Facts: Respondent Romeo Jaring was the lessee of a 14.5 hectare fishpond in Bataan for a period of 5 years ending on September 12, 1990. On June 19, 1987, he subleased the fishpond for the remaining period of his lease to the spouses Placido and Purita Alipio and the spouses Bienvenido and Remedios Manuel for an amount of Php 485,600.oo payable in 2 installments in the amount of Php 300,000.00 and 185,600.00 respectively. The 2nd installment will fall due on June 30, 1989. The 1st installment was duly paid but the 2nd installment was only partially fulfilled leaving a balance of Php 50,600.00. The sub lessees failed to settle the remaining balance despite repeated demands. This prompted private respondent Jaring to file a complaint on Oct. 13, 1989 against the Alipio and Manuel spouses in the RTC Bataan for the collection of the said amount and prayed in the alternative, the rescission of the sublease contract in case of failure to pay. However, prior to the institution of the complaint, on Dec. 1, 1988, one of the sub lessees, Placido Alipio, died. His wife, Purita moved to dismiss the complaint citing Rule 3 Sec 21 of the 1964 Rules of Court which states that in an action for recovery of money, debt or interests and the defendant dies before the CFI renders the final judgment, the case shall be dismissed and prosecuted in the manner especially provided in these rules. This rule was however amended, so that in Rule 3 Sec 20 of the 1997 Rules of Civil procedure, it states that there is no longer need to dismiss, that the case will be allowed to continue until entry of final judgment and that the claims will then be pursued in the manner provided by the rules on prosecuting claims against the estate of a deceased person. The RTC however, denied petitioner’s motion while the Manuel spouses were defaulted for failure to file an answer. The RTC rendered a decision ordering the petitioner and the Manuel spouses to pay the unpaid balance of Php 50,600 plus Php 10,000.00 for atty’s fees and cost of suit. 

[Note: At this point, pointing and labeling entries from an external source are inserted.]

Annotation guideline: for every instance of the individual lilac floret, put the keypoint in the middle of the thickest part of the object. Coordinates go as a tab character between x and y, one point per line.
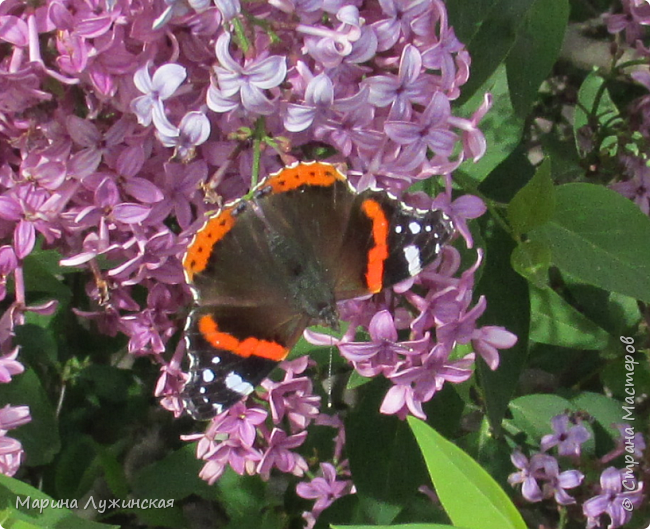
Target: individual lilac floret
293	398
529	473
409	86
629	441
162	86
244	85
325	490
381	353
280	454
9	366
430	131
11	450
557	481
619	496
543	468
568	437
192	131
8	264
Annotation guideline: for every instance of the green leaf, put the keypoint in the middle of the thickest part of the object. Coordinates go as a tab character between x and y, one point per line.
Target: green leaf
606	111
37	345
532	259
399	526
535	51
40	437
108	382
555	322
501	127
605	410
494	40
153	481
460	481
466	17
534	204
601	238
43	274
532	413
13	494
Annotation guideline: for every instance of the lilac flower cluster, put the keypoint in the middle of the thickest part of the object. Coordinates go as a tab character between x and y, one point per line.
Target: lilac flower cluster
633	156
617	495
118	118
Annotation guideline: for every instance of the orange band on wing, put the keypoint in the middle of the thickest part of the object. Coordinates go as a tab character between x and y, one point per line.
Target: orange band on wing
249	347
379	252
198	253
315	174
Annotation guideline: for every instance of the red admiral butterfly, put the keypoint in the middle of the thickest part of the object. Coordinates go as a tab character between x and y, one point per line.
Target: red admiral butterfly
264	269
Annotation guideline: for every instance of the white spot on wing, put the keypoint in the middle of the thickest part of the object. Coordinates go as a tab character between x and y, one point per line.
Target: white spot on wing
415	228
412	256
235	383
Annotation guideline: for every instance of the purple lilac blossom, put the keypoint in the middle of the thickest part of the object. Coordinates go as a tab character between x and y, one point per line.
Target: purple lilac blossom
544	469
615	499
634	182
170	95
568	437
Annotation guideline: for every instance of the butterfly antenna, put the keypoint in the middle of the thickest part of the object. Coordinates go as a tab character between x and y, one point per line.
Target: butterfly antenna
330	380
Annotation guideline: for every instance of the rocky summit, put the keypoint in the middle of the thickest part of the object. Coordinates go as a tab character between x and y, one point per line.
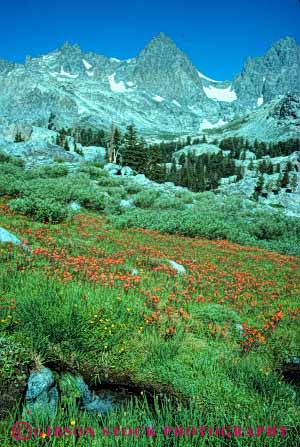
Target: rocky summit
160	91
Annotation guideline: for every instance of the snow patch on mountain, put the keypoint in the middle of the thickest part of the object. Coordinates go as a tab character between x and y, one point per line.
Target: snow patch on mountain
260	101
86	64
201	75
65	73
158	98
118	87
220	94
176	103
208	125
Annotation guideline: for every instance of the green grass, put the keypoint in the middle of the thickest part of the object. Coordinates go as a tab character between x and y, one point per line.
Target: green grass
78	306
75	301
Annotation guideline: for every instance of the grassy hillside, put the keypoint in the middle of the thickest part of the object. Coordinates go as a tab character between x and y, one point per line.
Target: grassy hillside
106	302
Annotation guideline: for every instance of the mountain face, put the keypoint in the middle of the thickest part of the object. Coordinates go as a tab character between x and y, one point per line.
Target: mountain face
276	120
160	90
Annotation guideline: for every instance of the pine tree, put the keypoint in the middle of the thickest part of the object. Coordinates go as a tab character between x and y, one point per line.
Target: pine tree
285	179
294	182
259	187
130	145
134	153
155	167
66	145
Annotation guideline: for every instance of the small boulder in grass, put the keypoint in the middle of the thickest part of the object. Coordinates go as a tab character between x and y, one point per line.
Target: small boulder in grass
6	237
180	268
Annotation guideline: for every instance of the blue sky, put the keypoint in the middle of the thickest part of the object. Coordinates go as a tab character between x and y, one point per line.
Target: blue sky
217	35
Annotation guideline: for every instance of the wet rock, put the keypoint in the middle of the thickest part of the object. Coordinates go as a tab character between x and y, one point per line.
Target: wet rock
180	269
90	402
74	206
7	237
42	395
239	328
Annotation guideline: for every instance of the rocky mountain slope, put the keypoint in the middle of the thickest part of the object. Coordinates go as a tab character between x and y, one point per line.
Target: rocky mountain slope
160	90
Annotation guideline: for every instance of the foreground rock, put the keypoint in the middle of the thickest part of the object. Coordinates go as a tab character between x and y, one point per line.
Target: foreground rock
180	269
42	395
7	237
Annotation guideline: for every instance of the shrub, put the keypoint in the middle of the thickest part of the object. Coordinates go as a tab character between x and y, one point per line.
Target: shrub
56	171
46	211
145	199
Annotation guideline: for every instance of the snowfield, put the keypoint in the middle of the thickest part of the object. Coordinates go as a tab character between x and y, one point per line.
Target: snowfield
220	94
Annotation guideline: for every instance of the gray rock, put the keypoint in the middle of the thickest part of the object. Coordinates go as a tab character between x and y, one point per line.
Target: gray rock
93	153
180	269
41	396
74	206
39	382
113	169
7	237
239	328
90	402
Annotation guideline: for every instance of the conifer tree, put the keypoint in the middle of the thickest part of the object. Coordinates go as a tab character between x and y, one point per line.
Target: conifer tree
155	167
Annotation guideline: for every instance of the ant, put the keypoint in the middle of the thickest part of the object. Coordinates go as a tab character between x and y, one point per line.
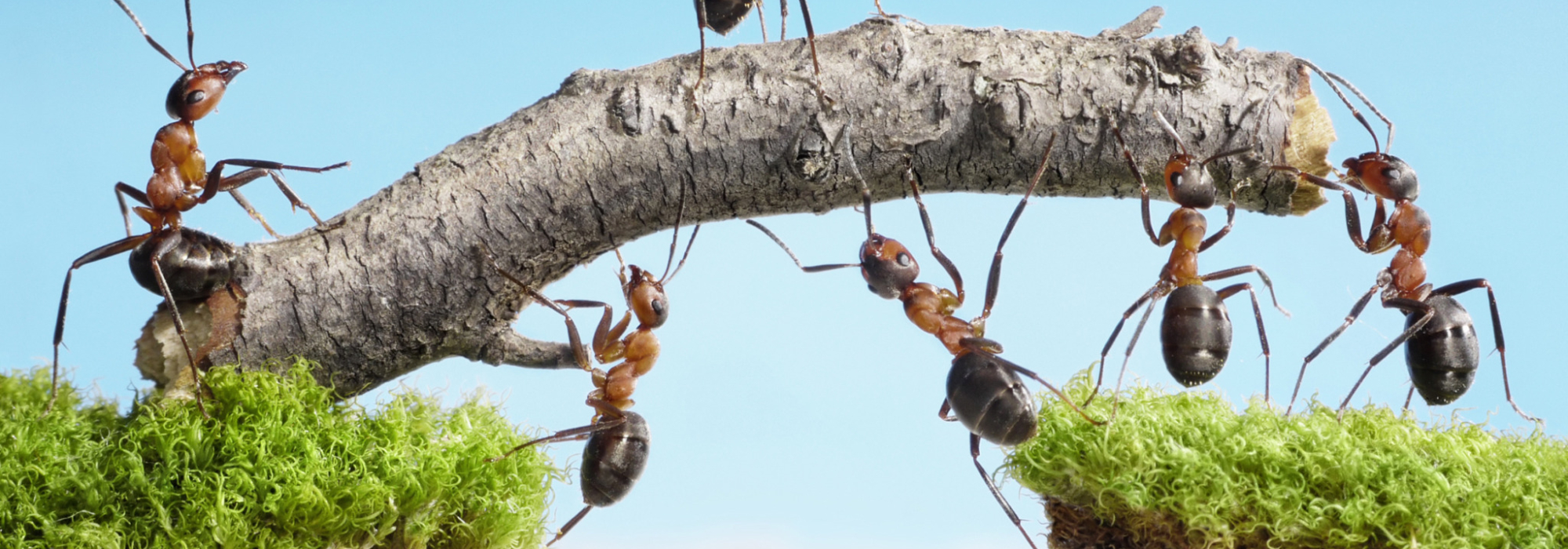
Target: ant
617	451
1196	332
180	264
181	180
1442	349
180	183
722	16
984	390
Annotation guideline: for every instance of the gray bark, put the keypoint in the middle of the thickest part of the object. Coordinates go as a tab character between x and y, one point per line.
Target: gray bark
396	282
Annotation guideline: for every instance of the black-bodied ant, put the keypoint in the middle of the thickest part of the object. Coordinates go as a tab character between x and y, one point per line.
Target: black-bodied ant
1442	349
617	451
197	261
1196	332
722	16
984	390
178	264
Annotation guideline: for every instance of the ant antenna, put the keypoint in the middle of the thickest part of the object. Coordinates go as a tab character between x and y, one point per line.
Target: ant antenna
1171	131
675	239
1330	79
150	37
191	35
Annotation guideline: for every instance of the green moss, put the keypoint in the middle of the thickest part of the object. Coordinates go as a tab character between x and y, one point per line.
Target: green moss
280	465
1186	470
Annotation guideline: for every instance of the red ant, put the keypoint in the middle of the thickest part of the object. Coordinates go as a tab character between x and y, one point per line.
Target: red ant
984	390
617	451
1196	332
180	264
1442	349
722	16
181	180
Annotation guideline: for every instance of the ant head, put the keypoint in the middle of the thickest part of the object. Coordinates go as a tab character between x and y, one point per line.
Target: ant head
1384	175
647	299
198	92
1188	183
888	267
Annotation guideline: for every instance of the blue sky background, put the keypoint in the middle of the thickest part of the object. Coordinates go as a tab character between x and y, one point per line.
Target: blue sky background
789	410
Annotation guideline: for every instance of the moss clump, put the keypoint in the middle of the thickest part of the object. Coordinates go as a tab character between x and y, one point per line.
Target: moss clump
1188	471
280	465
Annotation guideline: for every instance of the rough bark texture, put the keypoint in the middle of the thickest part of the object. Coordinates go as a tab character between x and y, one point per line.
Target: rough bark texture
396	282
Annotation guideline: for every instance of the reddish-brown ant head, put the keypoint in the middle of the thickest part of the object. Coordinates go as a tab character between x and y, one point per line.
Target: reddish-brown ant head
198	93
888	267
647	299
1188	183
1384	175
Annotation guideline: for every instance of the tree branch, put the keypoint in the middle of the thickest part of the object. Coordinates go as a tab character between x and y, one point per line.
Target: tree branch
394	283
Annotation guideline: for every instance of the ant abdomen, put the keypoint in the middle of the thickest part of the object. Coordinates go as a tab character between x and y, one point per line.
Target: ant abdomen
1443	357
614	460
1196	335
990	399
195	266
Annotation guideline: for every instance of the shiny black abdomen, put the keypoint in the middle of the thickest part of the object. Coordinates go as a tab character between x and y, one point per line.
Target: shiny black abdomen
612	462
990	399
1445	354
1196	335
197	266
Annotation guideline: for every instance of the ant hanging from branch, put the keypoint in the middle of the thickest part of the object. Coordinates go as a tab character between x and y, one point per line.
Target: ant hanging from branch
1196	332
724	16
984	390
181	180
617	451
1442	349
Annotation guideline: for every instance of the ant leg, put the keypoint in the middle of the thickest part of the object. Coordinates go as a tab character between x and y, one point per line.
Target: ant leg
175	311
1144	189
975	453
115	249
995	280
946	412
1263	338
606	341
931	236
1356	311
1128	358
216	181
1153	294
1409	307
811	42
1230	220
576	434
764	23
1033	376
1497	332
813	269
1244	271
122	191
570	525
572	329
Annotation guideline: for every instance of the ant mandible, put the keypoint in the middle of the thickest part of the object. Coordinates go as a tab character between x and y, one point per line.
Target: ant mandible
1442	349
722	16
617	451
181	180
1196	332
984	390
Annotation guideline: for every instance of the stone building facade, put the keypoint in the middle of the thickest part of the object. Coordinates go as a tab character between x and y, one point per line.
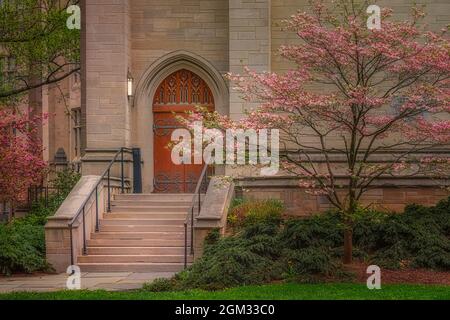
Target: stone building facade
150	40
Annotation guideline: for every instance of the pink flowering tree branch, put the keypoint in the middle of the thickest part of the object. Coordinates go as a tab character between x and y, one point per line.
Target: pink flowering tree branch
21	164
360	105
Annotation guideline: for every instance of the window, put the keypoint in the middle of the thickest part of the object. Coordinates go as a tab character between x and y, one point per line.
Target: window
76	132
7	67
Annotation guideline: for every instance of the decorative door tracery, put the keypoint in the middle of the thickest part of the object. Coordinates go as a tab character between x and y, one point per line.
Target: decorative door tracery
180	92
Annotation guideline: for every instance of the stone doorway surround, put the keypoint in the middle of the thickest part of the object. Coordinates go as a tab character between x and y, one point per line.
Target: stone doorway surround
117	281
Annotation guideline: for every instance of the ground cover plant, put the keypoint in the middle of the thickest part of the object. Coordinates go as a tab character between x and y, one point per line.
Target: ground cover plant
287	291
22	241
310	250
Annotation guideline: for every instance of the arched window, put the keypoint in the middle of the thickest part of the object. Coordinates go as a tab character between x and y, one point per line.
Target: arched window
183	88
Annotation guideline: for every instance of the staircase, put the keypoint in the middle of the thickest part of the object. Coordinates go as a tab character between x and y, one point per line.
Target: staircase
143	233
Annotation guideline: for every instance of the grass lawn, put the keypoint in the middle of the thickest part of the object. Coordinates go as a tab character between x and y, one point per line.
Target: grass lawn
289	291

Petitioner Alipio appealed to the CA but her appeal was also dismissed by the said appellate court citing the cases (1) Climaco vs. Siy-Uy - that the rule invoked by petitioner does not apply where there are another defendants against whom the action is instituted; and (2) Imperial insurance Ins. vs. David – that where a husband and wife bound themselves jointly and severally, in case of death, the liability of the surviving spouse is independent and separate so that she may be sued for the whole debt. 

Hence, petitioner Alipio, filed a petition for review on certiorari questioning the applicability of the above 2 cases. 

Issue: Whether or not a creditor can sue the surviving spouse for the collection of a debt which is owed by the conjugal partnership of gains or whether such claims must be filed in proceedings for the settlement of the estate of the decedent

Held: Petitioner and her late husband and the Manuel spouses signed the sublease contract binding themselves to pay the rentals stipulated which under Art. 161 of the Civil Code will make the conjugal partnership liable. However, when petitioner’s husband died, the conjugal partnership of gains was automatically dissolved thus all debts chargeable to it are to be paid in the intestate of testate proceedings of the deceased spouse. And even when there is no liquidation that has been made, this would not mean that the conjugal partnership of gains continues to exist in order to pursue the claim against the surviving spouse alone. The creditor under Sec 6 Rule 78 of the Revised Rules of Court can have the remedy of applying in court for letters of administration in his capacity as the principal creditor. 

SC ruled that the 2 cases cited by the CA do not apply in this case because such cases are based on different sets of facts not similar to the case herein. Private respondent cannot maintain the present suit against petitioner. The proper remedy is to file a claim against the Alipios in a proceeding for the settlement of the estate of the deceased husband. 

SC also ruled that the CA decision ordering payment of the balance does not specify whether it is to be paid jointly or solidarily. Applying Art 1207 of the Civil Code, the obligation of petitioner and the Manuel spouses is presumed to be only JOINT, i.e. the debt is divided into as many equal shares as there are debtors, each debt being considered distinct from one another. SC therefore grants the petition and orders the Manuel spouses to pay Php 25,300.00 plus Php 10,000.00 for atty’s fees and cost of suit. The complaint against petitioner was dismissed without prejudice to the filing of claim by private respondent in a proceeding for the settlement of the estate of the deceased husband.